Create a text field called "App_Prog". In the options box set it to an auto-enter calc, unchecking the 'Do not replace...' option, and use the following calc:
Application & "_" & Program
Now create a self join to the table using App_Prog as the field on both sides, and call this 'MatchingApps'.
Now, create (if you don't alread have one) a unique serial number field, 'Counter' say, and make sure that you enter a value in each record. (Find all, click in the field, and use serial number option in'Replace Field Contents...')
Now add a new calc field - Is_Duplicate with the following calc...
If (Counter = MatchingApps::Counter; "Master Record" ; "Duplicate")
Finally, find all, click in the 'Application field, and use 'Replace Field Contents...' with a calculation to force the auto-enter calc for 'App_Prog' to come up with a value.
Where does this get you? You should now have a set of records that are marker either "Master Record" or "Duplicate". Do a find on "Master Record", and then you can perform your summary (by Application) to do a count of distinct application-program pairs.
If you have access to custom functions (you need FileMaker Pro Advanced), I'd do it like this:
Add the RemoveDuplicates function as found here (this is a recursive function that takes a list of strings and returns a list of unique values).
In the relationships graph, add another occurrence of your table and add an Application = Application relationship.
Create a calculated field in the table with the calculation looking something like this:
ValueCount(RemoveDuplicates(List(TABLE2::Program)))
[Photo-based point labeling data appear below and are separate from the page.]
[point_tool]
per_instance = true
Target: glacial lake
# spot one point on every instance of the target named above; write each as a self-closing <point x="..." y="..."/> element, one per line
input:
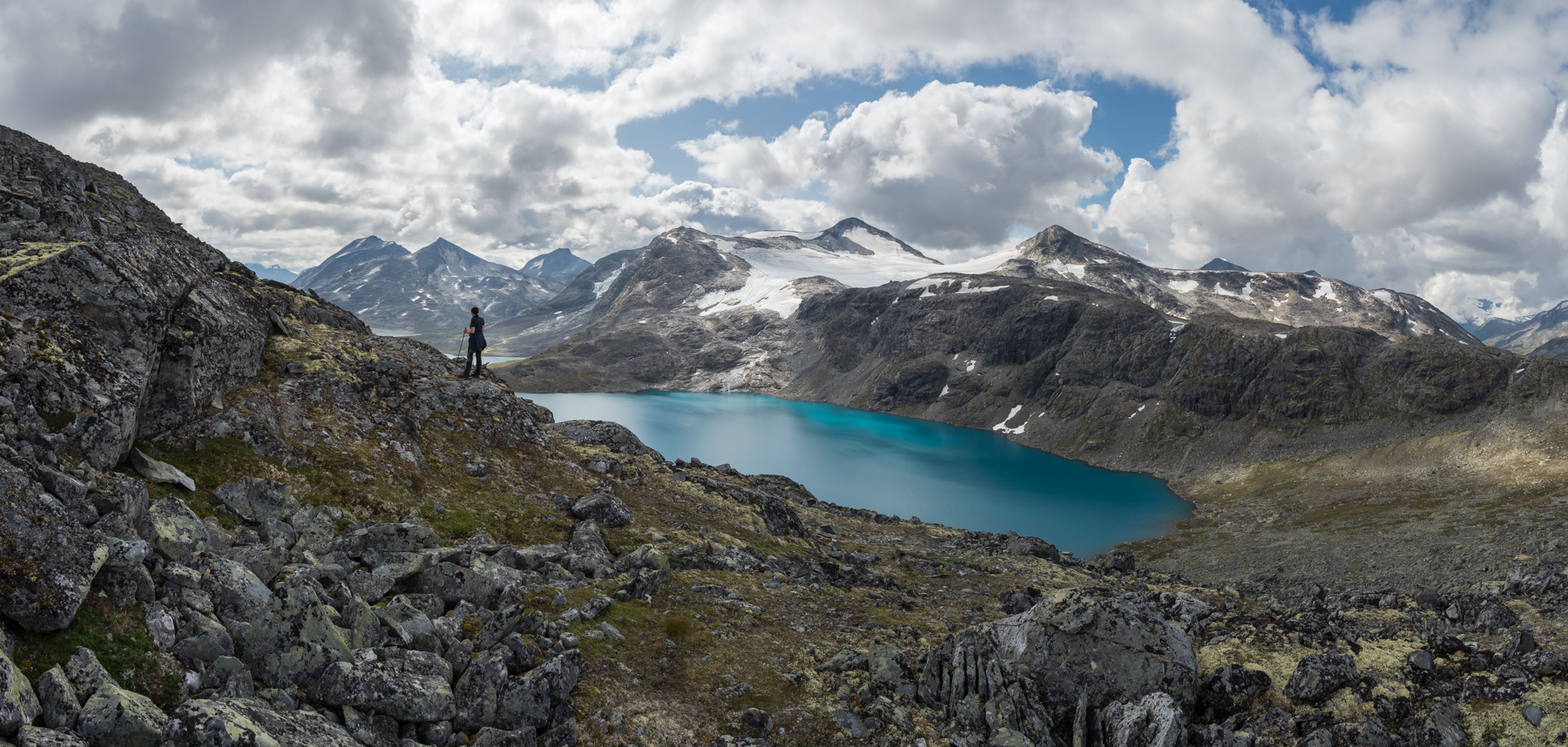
<point x="905" y="467"/>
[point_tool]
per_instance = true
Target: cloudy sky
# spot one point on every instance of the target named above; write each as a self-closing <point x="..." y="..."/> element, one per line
<point x="1413" y="145"/>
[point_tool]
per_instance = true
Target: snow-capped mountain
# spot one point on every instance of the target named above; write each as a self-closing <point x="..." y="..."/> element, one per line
<point x="272" y="272"/>
<point x="1526" y="334"/>
<point x="429" y="290"/>
<point x="560" y="264"/>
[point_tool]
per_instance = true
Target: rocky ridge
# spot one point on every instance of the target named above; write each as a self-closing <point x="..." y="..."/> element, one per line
<point x="323" y="537"/>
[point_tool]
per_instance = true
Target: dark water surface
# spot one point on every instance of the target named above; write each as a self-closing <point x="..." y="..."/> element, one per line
<point x="941" y="474"/>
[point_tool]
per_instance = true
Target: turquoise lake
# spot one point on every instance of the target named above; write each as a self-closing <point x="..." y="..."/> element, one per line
<point x="903" y="467"/>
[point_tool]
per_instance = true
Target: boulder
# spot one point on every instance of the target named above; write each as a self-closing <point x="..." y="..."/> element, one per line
<point x="294" y="639"/>
<point x="403" y="537"/>
<point x="47" y="561"/>
<point x="1319" y="676"/>
<point x="17" y="703"/>
<point x="38" y="737"/>
<point x="604" y="509"/>
<point x="454" y="583"/>
<point x="245" y="723"/>
<point x="1444" y="725"/>
<point x="409" y="686"/>
<point x="86" y="676"/>
<point x="1154" y="721"/>
<point x="1230" y="691"/>
<point x="258" y="500"/>
<point x="58" y="699"/>
<point x="1031" y="669"/>
<point x="235" y="592"/>
<point x="118" y="717"/>
<point x="1031" y="547"/>
<point x="159" y="472"/>
<point x="172" y="528"/>
<point x="599" y="433"/>
<point x="587" y="552"/>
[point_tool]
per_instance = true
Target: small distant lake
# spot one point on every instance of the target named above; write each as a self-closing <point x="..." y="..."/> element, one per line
<point x="903" y="467"/>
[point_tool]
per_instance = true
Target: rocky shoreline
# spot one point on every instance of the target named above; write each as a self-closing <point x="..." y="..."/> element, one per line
<point x="231" y="515"/>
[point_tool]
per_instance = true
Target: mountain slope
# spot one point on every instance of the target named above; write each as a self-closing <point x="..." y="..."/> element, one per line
<point x="560" y="264"/>
<point x="430" y="290"/>
<point x="1529" y="333"/>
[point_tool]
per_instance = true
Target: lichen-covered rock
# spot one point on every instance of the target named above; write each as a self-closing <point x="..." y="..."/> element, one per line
<point x="172" y="528"/>
<point x="118" y="717"/>
<point x="39" y="737"/>
<point x="160" y="472"/>
<point x="601" y="433"/>
<point x="454" y="583"/>
<point x="402" y="537"/>
<point x="17" y="703"/>
<point x="245" y="723"/>
<point x="47" y="561"/>
<point x="1154" y="721"/>
<point x="258" y="500"/>
<point x="86" y="674"/>
<point x="294" y="639"/>
<point x="1319" y="676"/>
<point x="1230" y="691"/>
<point x="57" y="699"/>
<point x="235" y="592"/>
<point x="604" y="509"/>
<point x="1031" y="669"/>
<point x="409" y="686"/>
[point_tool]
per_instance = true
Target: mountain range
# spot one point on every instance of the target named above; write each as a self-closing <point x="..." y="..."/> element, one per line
<point x="430" y="290"/>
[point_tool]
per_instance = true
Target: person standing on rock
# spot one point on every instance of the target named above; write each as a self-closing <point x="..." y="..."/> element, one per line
<point x="476" y="343"/>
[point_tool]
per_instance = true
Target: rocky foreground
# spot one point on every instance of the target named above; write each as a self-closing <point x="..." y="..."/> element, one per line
<point x="231" y="515"/>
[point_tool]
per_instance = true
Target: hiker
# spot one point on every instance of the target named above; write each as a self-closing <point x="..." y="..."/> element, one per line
<point x="476" y="333"/>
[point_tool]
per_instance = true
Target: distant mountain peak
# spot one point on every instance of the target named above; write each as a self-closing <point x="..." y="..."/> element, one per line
<point x="1223" y="264"/>
<point x="557" y="264"/>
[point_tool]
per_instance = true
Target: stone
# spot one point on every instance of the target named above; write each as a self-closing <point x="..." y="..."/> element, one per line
<point x="292" y="641"/>
<point x="1078" y="643"/>
<point x="604" y="509"/>
<point x="850" y="723"/>
<point x="587" y="553"/>
<point x="490" y="737"/>
<point x="646" y="556"/>
<point x="1154" y="721"/>
<point x="454" y="583"/>
<point x="38" y="737"/>
<point x="118" y="717"/>
<point x="402" y="537"/>
<point x="599" y="433"/>
<point x="1031" y="547"/>
<point x="370" y="729"/>
<point x="47" y="561"/>
<point x="258" y="500"/>
<point x="1444" y="725"/>
<point x="17" y="702"/>
<point x="57" y="699"/>
<point x="1228" y="691"/>
<point x="159" y="472"/>
<point x="245" y="723"/>
<point x="409" y="686"/>
<point x="758" y="719"/>
<point x="86" y="676"/>
<point x="235" y="592"/>
<point x="1319" y="676"/>
<point x="172" y="528"/>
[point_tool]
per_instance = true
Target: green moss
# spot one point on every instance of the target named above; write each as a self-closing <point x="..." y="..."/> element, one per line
<point x="121" y="643"/>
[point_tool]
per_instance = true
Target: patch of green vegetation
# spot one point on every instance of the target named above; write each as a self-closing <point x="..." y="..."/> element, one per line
<point x="121" y="643"/>
<point x="58" y="421"/>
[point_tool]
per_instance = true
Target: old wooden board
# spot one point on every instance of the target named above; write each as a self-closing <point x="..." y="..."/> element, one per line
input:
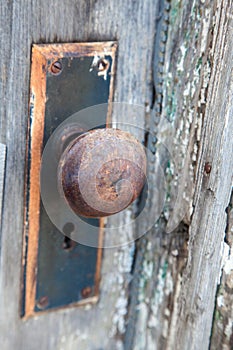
<point x="160" y="292"/>
<point x="2" y="176"/>
<point x="132" y="24"/>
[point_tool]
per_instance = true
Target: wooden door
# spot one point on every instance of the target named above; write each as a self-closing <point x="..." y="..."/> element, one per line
<point x="172" y="288"/>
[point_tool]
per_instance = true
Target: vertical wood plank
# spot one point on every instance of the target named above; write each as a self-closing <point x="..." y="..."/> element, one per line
<point x="2" y="176"/>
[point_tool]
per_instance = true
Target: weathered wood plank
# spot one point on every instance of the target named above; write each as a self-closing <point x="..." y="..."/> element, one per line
<point x="222" y="334"/>
<point x="132" y="24"/>
<point x="177" y="284"/>
<point x="2" y="173"/>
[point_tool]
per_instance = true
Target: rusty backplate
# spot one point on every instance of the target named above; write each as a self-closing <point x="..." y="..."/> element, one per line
<point x="58" y="272"/>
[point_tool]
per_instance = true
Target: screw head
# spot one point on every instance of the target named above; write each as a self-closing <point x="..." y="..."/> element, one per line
<point x="86" y="292"/>
<point x="43" y="302"/>
<point x="208" y="167"/>
<point x="56" y="67"/>
<point x="102" y="172"/>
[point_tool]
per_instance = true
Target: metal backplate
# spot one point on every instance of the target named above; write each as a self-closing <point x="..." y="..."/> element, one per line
<point x="58" y="272"/>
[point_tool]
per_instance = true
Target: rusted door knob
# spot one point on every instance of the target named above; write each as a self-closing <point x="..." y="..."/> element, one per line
<point x="101" y="172"/>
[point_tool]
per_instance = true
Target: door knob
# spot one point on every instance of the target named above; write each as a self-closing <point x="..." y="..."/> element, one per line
<point x="101" y="172"/>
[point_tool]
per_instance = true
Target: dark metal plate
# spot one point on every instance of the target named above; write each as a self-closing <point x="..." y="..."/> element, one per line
<point x="58" y="272"/>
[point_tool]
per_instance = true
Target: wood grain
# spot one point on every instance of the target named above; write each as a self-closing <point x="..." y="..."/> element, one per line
<point x="2" y="176"/>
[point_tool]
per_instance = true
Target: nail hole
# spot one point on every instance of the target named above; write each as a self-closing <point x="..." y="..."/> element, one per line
<point x="56" y="67"/>
<point x="103" y="65"/>
<point x="68" y="243"/>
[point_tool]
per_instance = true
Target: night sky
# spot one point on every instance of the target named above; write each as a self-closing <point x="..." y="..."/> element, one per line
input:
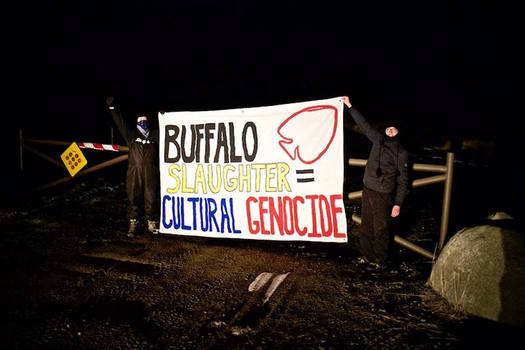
<point x="445" y="69"/>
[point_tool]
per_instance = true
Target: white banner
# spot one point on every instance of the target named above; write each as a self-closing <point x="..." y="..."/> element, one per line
<point x="273" y="173"/>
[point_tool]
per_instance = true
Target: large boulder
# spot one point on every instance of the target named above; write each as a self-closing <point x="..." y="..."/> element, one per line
<point x="481" y="270"/>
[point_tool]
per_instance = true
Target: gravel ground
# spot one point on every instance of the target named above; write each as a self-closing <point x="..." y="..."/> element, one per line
<point x="71" y="279"/>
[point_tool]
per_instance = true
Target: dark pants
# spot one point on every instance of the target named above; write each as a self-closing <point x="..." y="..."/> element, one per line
<point x="374" y="238"/>
<point x="142" y="186"/>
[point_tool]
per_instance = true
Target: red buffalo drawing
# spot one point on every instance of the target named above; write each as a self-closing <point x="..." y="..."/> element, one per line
<point x="301" y="136"/>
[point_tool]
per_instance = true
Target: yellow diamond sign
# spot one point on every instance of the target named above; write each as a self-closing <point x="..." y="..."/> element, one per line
<point x="73" y="159"/>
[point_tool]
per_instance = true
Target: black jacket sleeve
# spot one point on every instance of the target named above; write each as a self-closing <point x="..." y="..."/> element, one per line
<point x="372" y="134"/>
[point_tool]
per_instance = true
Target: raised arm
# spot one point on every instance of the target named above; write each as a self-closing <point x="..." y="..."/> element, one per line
<point x="372" y="134"/>
<point x="118" y="119"/>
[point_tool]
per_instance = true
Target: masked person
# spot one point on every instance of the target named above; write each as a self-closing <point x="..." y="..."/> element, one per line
<point x="142" y="177"/>
<point x="385" y="187"/>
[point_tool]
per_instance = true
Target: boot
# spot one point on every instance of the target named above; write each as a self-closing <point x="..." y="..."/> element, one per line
<point x="153" y="227"/>
<point x="133" y="223"/>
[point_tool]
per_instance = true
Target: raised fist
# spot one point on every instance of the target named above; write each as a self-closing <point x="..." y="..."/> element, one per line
<point x="109" y="101"/>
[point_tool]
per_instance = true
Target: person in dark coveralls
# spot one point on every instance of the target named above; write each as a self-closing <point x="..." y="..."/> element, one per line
<point x="385" y="187"/>
<point x="142" y="178"/>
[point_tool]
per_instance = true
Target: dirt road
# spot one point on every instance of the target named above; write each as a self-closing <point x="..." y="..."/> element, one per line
<point x="72" y="280"/>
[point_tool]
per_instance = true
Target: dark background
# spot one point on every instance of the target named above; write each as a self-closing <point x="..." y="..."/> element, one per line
<point x="447" y="70"/>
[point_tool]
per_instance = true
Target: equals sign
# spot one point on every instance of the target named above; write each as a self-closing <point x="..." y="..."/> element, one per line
<point x="305" y="172"/>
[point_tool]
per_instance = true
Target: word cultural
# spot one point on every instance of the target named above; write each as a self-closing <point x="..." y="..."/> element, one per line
<point x="222" y="135"/>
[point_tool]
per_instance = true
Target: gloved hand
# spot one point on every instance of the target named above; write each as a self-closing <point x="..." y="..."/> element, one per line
<point x="109" y="101"/>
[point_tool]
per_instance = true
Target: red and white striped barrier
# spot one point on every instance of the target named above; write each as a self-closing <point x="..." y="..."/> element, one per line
<point x="99" y="146"/>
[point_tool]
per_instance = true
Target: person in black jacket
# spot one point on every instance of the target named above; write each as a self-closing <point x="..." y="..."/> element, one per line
<point x="385" y="187"/>
<point x="142" y="178"/>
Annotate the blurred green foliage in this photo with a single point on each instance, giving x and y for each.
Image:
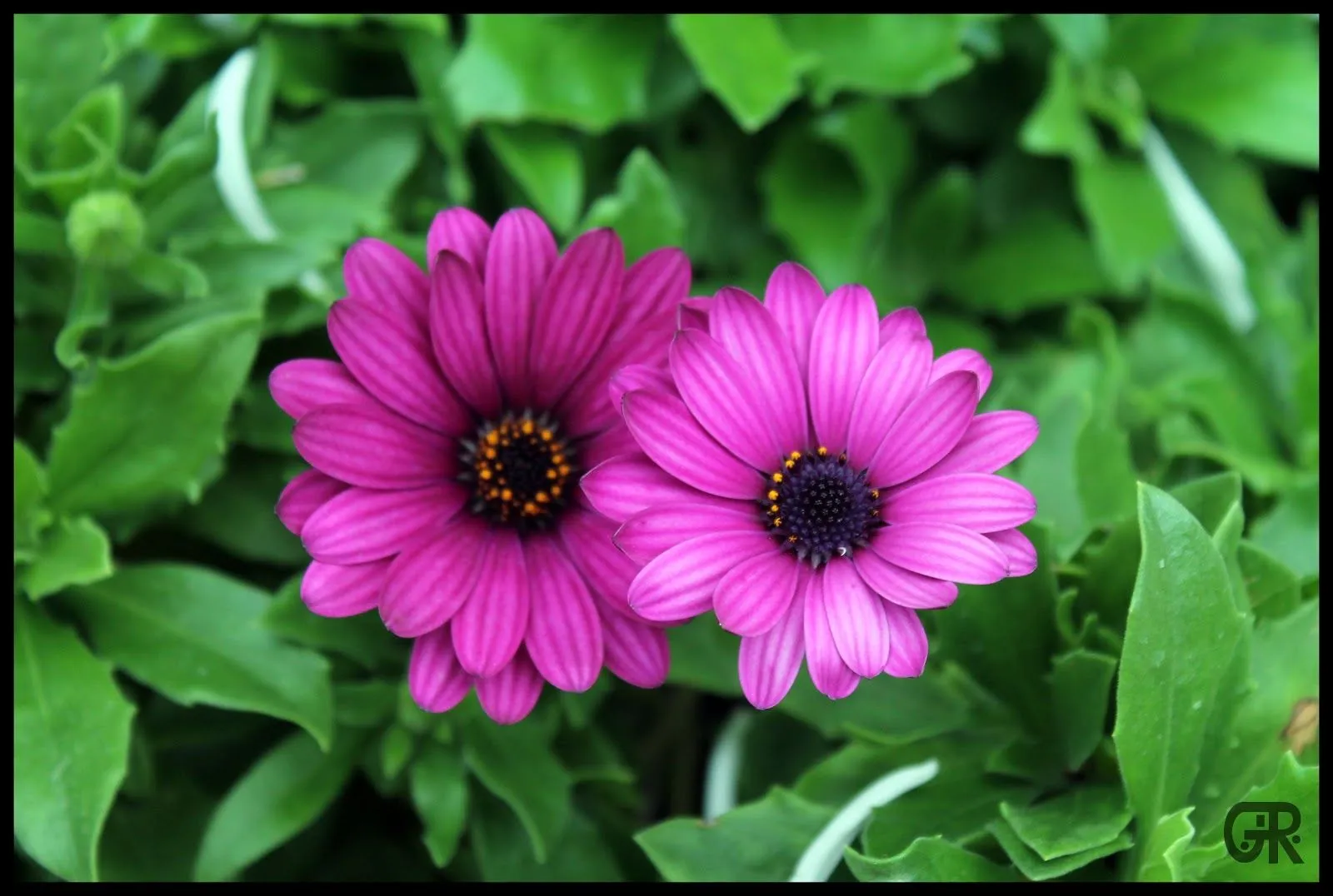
(179, 714)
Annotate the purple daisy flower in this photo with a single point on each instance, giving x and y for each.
(815, 476)
(447, 448)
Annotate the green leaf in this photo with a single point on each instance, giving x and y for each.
(756, 842)
(1035, 869)
(895, 55)
(1083, 819)
(744, 62)
(928, 859)
(644, 210)
(1246, 91)
(1299, 785)
(1083, 37)
(1080, 689)
(1126, 212)
(439, 784)
(515, 764)
(193, 635)
(547, 166)
(1180, 636)
(1164, 854)
(587, 71)
(30, 496)
(71, 744)
(73, 552)
(144, 426)
(1040, 261)
(287, 789)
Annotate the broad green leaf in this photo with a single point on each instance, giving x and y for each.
(195, 635)
(587, 71)
(1163, 856)
(1291, 532)
(1083, 37)
(143, 427)
(643, 211)
(744, 60)
(1180, 636)
(30, 496)
(71, 744)
(1083, 819)
(280, 795)
(1040, 261)
(73, 552)
(519, 769)
(1080, 691)
(890, 53)
(582, 855)
(1128, 215)
(1284, 672)
(757, 842)
(928, 859)
(547, 166)
(439, 784)
(1035, 869)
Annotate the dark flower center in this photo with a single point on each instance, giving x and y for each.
(820, 507)
(520, 468)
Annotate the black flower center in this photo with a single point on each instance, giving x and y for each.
(520, 468)
(820, 507)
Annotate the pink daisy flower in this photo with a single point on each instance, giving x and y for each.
(447, 448)
(815, 476)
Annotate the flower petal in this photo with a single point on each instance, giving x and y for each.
(308, 383)
(510, 695)
(391, 356)
(1017, 550)
(901, 323)
(941, 551)
(964, 359)
(680, 583)
(637, 652)
(459, 334)
(519, 259)
(463, 232)
(901, 587)
(755, 595)
(428, 585)
(364, 525)
(748, 331)
(367, 446)
(856, 618)
(670, 435)
(795, 297)
(663, 527)
(343, 591)
(490, 627)
(828, 670)
(926, 430)
(437, 680)
(896, 375)
(303, 496)
(846, 337)
(719, 395)
(979, 501)
(384, 277)
(624, 485)
(770, 661)
(575, 314)
(911, 647)
(992, 441)
(564, 631)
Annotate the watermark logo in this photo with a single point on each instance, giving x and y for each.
(1275, 824)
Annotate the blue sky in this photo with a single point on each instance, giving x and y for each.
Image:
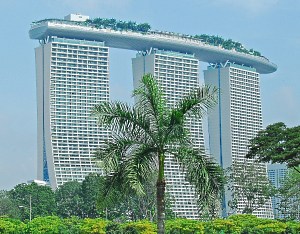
(269, 26)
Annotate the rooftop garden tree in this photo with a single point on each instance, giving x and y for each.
(144, 134)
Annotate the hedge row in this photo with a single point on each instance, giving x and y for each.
(244, 224)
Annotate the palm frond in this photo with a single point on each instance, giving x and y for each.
(150, 99)
(127, 161)
(195, 104)
(201, 171)
(121, 117)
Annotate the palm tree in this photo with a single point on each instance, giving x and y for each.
(144, 134)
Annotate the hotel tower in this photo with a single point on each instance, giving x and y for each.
(72, 68)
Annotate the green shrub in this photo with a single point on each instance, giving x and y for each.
(73, 225)
(113, 228)
(94, 226)
(8, 226)
(184, 226)
(48, 224)
(292, 227)
(272, 227)
(139, 227)
(224, 226)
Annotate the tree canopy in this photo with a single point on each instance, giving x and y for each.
(277, 144)
(144, 134)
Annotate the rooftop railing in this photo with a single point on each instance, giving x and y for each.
(163, 34)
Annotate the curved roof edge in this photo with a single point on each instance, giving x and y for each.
(144, 41)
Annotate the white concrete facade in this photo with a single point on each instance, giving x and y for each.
(72, 77)
(177, 75)
(276, 175)
(234, 121)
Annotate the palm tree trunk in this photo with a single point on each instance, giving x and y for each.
(160, 193)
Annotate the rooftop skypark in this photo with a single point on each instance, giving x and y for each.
(120, 25)
(140, 37)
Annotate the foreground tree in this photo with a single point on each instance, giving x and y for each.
(144, 134)
(40, 200)
(247, 181)
(289, 194)
(8, 208)
(124, 207)
(69, 200)
(277, 144)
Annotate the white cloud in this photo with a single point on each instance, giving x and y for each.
(95, 4)
(250, 6)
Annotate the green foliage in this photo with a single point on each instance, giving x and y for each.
(142, 227)
(90, 189)
(277, 144)
(293, 227)
(222, 226)
(73, 224)
(289, 205)
(69, 200)
(143, 135)
(49, 225)
(184, 226)
(11, 226)
(113, 228)
(42, 200)
(93, 226)
(118, 25)
(235, 224)
(244, 182)
(8, 207)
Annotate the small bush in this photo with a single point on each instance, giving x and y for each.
(224, 226)
(139, 227)
(48, 224)
(8, 226)
(73, 225)
(184, 226)
(113, 228)
(293, 227)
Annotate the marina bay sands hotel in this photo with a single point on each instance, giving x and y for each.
(72, 69)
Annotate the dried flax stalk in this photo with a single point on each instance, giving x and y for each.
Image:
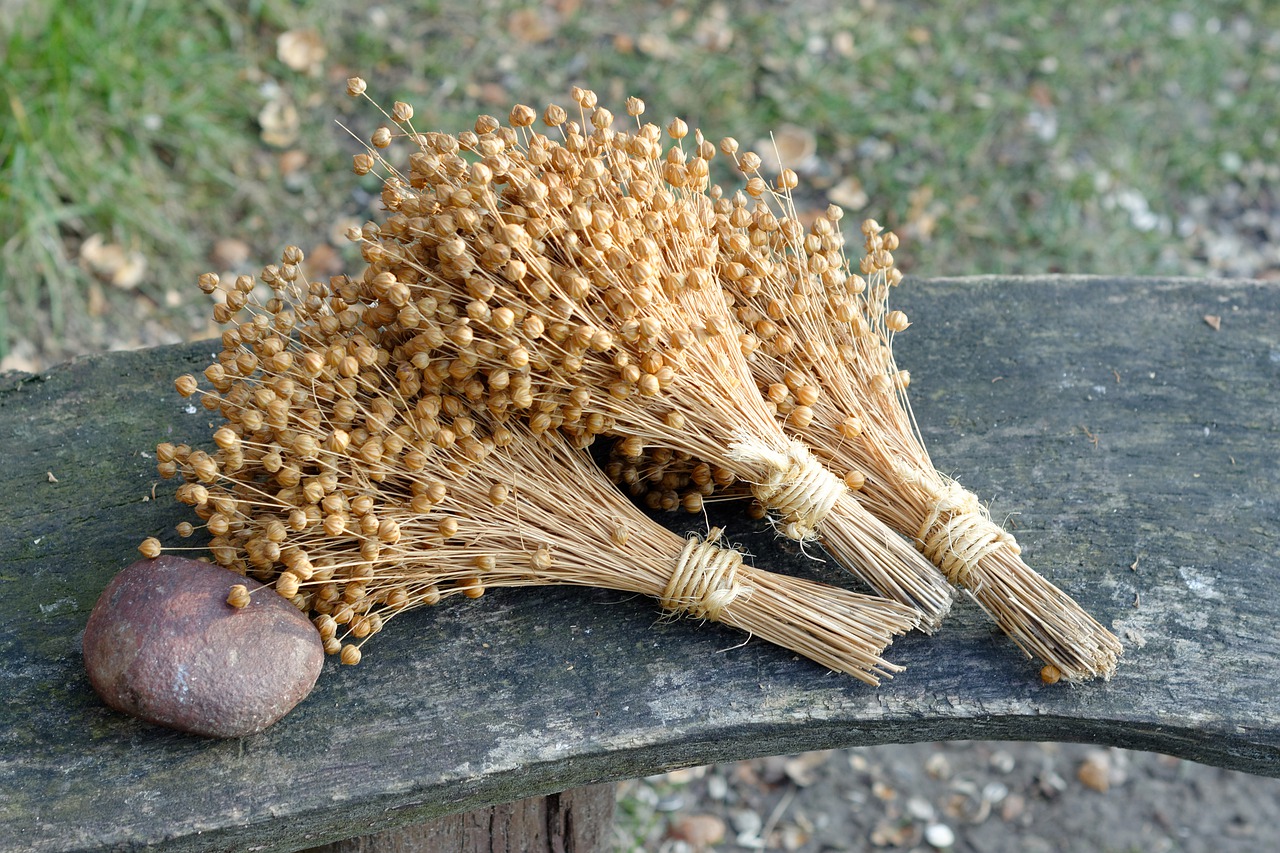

You'll find that each record will contain the number of distinct programs for the given application. Showing a summary for each application should be relatively trivial from here.
I think the best way to do this is to create a separate applications table. So as you've given the data, it would have two records, one for A and one for B.
So, with the addition of an Applications table and your existing table, which I'll call Objects, create a relationship from Applications to Objects (with a table occurrence called ObjectsParent) based on the ApplicationName as the match field. Create a self join relationship between Objects and itself with both Application and Program as the match fields. I'll call one of the "table occurrences" ObjectsParent and the other ObjectsChildren. Make sure that there's a primary key field in Objects that is set to auto-enter a serial number or some other method to ensure uniqueness. I'll call this ID.
So your relationship graph has three table occurrences:
Applications::Applicaiton = ObjectsParent::Application
ObjectsParent::Application = ObjectsChildren::Application, ObjectsParent::Program = ObjectsChildren::Program
Now create a calculation field in Objects, and calculating from the context of ObjectsParent, give it the following formula:
AppCount = Count( ObjectsChildren::ID )
Create a calculation field in Applications and calculating from the context of the table occurrence you used to relate it to ObjectsParent with the following formula:
AppCount = ObjectsParent::AppCount
The count field in Objects will have the same value for every object with the same application, so it doesn't matter which one you get this data from.
If you now view the data in Applications in list view, you can place the Applications::Application and Applications::AppCount fields on the layout and you should get what you've requested.